ProRail is in 2010 een proces gestart met het ontwikkelen van een consistente set van kpi’s die beter aansluit op de wensen van haar klantgroepen. ProRail richt zich op prestaties die belangrijk zijn voor zijn directe klanten, NS en regionale reizigersvervoerders, maar ook op de klant van de klant: de reizigers. Daarnaast wordt in de prestatiesturing ook rekening gehouden met goederenvervoerders, lokale en regionale relaties en het publiek. Concreet vertaalt zich dat in de opname in het Beheerplan van de volgende nieuwe prestatie-indicatoren die deels intern en deels in de concessierelatie ProRail – IenM zullen (gaan) gelden: treinpadkwaliteit, top 5 minst presterende lijnen, prestatie decentrale treinseries, aankomstpunctualiteit goederenvervoerders en reputatie.

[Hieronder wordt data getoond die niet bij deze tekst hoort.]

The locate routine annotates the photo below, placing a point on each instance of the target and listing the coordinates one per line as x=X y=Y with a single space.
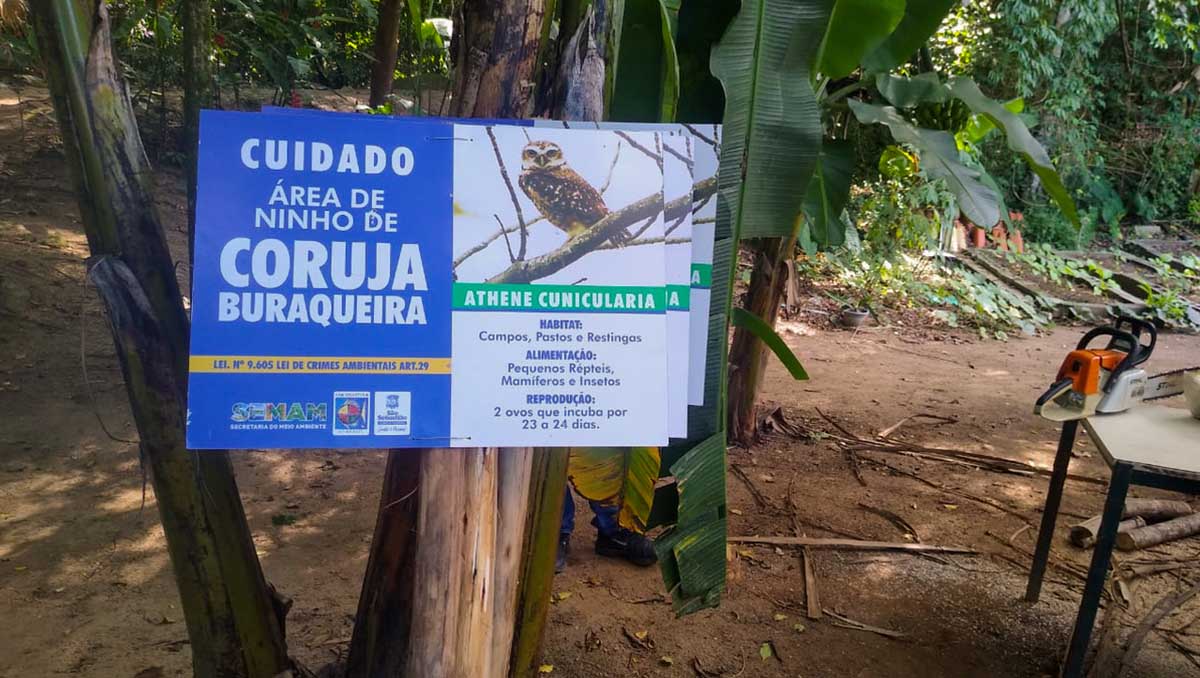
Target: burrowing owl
x=559 y=193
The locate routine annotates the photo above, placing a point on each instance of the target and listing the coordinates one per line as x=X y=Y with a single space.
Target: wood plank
x=849 y=544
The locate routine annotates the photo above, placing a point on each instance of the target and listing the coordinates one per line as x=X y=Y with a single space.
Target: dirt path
x=85 y=582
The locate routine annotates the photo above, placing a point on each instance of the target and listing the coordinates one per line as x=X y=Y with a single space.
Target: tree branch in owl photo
x=594 y=238
x=701 y=136
x=651 y=154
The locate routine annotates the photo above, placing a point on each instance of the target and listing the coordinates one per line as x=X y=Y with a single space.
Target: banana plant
x=643 y=64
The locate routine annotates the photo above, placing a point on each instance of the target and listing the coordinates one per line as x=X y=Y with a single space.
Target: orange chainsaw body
x=1086 y=366
x=1101 y=379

NS en ProRail hanteren in hun samenwerking diverse prestatie-indicatoren die bedoeld zijn om grote verstoringen te managen. Deze kpi’s hebben een operationeel karakter en richten zich op de dagelijkse, operationele besturing van de treindienst. In mijn gesprekken met de directies van NS en ProRail volg ik de ontwikkelingen over de verbeteringen van robuustheid van het spoorsysteem om de grote verstoringen te verminderen.

4. Tot slot

Ik heb eerder gesteld dat er een cultuurverandering nodig is in de spoorsector. De focus is meer op de reiziger komen te liggen en die ontwikkeling wordt voortgezet. Uiteindelijk moet het zo zijn dat iedereen die werkzaam is in de spoorsector bij elke grote en kleine beslissing de vraag stelt:

«Wat betekent dit voor de reizigers, zowel op de korte als op de lange termijn?» In mijn gesprekken met de directeuren van NS en ProRail heb ik geconstateerd dat de spoorsector deze cultuurverandering voortvarend oppakt.

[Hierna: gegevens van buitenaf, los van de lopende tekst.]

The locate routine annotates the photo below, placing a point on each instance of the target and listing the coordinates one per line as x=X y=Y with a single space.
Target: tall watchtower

Er is de afgelopen maanden door de sector heel hard gewerkt. Reizigers worden bij mogelijke verstoringen sneller en adequater geïnformeerd. Er is een aanpak om tot een robuuster spoor te komen. Voor de komende herfst en winter hebben NS en ProRail preventieve maatregelen genomen om grote verstoringen zoveel mogelijk te voorkomen. Er staat dus veel in de steigers en veel is al ingevoerd. Dat betekent uiteraard niet dat zich soms een slechte dag kan voordoen bij extreem weer of een combinatie van calamiteiten. De natuur is grillig en het spoor is een kwetsbaar systeem, zeker een compact en drukbereden systeem zoals wij in Nederland hebben.

NS en ProRail gaan verder met de nog niet afgeronde maatregelen, waaronder de uitwerking van de (middel-)lange termijn maatregelen in een gezamenlijk streven om de reizigers zo goed mogelijk op hun bestemming te brengen. Ook onder moeilijke (weers-)omstandigheden.